The questions are getting closed quite often in all Stack Exchange communities, and many users (new users in particular) look for help on what it means and how to reopen them.
Current State
The Help Center page of the general Meta has this page "What if I disagree with the closure of a question? How can I reopen it?" intended to help the users to improve the question, understand the potential reasons of closure, and offer ways to proceed further. This page is sometimes linked from the community help centers, as well (see the page on closed questions of Stack Overflow's help center).
One of the items that the page suggests is posting on the community's meta site:
If you're simply unsure about the validity of the closure, the best place to ask is on the community's meta site. Asking in the meta site allows those who took the action to comment, and will help others to learn about the issues being discussed. You can find a link to a site's meta in the two place in every site's top bar: under the "help" menu in the upper right, and in the Stack Exchange site switcher in the upper left.
Problem
However, for users that are not aware of the community's meta, all Metas can look the same. Therefore, they might try following the aforementioned instructions, see the first item that has the keyword meta in it and post the question there. Unfortunately, this will be this meta.

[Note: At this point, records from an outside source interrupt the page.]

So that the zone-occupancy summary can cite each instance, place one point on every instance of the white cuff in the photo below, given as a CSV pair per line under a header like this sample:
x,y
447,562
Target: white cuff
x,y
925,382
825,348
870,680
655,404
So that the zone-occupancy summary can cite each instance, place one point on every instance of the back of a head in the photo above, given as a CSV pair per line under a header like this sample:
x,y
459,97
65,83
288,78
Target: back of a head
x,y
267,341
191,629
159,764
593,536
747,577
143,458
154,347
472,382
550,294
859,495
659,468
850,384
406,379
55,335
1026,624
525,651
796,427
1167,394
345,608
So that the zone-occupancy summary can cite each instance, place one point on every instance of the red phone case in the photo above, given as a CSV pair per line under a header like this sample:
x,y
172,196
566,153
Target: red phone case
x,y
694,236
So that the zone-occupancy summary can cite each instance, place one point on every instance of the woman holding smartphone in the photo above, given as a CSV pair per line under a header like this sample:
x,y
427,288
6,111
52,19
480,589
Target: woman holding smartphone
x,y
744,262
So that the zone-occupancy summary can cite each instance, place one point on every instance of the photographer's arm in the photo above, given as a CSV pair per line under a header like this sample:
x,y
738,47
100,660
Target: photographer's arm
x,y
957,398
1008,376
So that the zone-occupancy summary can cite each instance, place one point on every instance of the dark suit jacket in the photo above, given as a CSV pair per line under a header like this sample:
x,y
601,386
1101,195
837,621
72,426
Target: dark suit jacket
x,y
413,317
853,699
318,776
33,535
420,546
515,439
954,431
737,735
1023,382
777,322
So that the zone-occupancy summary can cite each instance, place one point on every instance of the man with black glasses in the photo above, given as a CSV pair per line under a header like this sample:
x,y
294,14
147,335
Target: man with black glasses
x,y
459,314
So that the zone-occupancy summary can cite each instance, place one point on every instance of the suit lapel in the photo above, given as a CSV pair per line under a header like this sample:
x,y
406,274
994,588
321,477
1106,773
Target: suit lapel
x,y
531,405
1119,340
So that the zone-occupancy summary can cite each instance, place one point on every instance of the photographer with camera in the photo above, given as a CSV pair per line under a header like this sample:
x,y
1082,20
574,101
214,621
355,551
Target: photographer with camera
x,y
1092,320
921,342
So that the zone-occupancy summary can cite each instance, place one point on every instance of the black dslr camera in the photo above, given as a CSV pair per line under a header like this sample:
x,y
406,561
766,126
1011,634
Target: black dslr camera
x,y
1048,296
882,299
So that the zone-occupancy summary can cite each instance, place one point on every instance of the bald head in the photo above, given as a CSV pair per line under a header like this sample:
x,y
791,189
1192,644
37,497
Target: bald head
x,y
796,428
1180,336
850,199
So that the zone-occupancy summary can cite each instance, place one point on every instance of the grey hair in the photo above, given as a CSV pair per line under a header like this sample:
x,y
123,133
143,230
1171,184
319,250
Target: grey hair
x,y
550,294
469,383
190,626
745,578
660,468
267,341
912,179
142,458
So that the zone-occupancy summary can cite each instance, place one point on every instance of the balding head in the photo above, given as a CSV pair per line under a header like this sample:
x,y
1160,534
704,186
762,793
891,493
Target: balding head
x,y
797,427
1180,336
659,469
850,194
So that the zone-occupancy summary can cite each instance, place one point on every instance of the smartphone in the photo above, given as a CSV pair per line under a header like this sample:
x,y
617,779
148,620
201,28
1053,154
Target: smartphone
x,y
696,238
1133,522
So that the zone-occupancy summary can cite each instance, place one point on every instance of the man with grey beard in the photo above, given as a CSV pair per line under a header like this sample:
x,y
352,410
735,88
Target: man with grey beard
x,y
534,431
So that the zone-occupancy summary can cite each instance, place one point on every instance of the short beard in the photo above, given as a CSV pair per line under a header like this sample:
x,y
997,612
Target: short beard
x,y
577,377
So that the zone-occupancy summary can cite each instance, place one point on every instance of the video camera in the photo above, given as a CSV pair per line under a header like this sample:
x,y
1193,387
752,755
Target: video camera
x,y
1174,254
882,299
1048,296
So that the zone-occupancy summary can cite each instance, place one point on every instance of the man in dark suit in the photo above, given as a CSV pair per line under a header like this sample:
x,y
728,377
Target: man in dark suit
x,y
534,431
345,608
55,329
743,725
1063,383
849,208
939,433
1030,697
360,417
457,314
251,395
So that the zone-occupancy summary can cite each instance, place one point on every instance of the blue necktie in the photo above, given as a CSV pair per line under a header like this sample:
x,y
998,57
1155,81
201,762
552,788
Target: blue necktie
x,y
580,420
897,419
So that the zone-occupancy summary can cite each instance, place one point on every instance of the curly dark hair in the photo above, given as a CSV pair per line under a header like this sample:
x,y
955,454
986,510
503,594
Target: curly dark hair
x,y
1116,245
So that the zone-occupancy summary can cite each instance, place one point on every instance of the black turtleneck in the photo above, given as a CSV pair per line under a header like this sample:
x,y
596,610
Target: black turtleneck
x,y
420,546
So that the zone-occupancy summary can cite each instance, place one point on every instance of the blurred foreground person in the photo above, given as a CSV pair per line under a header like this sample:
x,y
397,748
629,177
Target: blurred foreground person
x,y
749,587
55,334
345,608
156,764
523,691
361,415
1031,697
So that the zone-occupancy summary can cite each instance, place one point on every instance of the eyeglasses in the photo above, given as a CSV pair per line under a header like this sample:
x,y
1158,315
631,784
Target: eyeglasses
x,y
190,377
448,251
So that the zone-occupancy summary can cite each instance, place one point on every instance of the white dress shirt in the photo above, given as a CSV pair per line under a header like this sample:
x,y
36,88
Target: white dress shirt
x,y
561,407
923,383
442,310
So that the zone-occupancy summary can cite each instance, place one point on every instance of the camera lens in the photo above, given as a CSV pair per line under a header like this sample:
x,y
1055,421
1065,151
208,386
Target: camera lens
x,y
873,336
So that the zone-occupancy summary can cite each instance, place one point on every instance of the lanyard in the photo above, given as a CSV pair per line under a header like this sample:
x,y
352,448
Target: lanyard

This creates a problem for several reasons:
- such posts get heavily downvoted quickly
- this often places the question into the Close questions review queue and requires reviewers' attention
- the user might not actually get an answer to their concerns while feeling frustrated
Can we improve the writing of this paragraph to make it more clear? Can we add some emphasis on the difference between general Meta and community's Metas? Can we add a sentence of what not to do?
References
- This, soon-to-be-closed and probably deleted-in-the-future question with comment1, comment2 leading me to write the story as I wrote it.
- Related question that I've just asked on Stack Overflow to try improving the situation from the other end.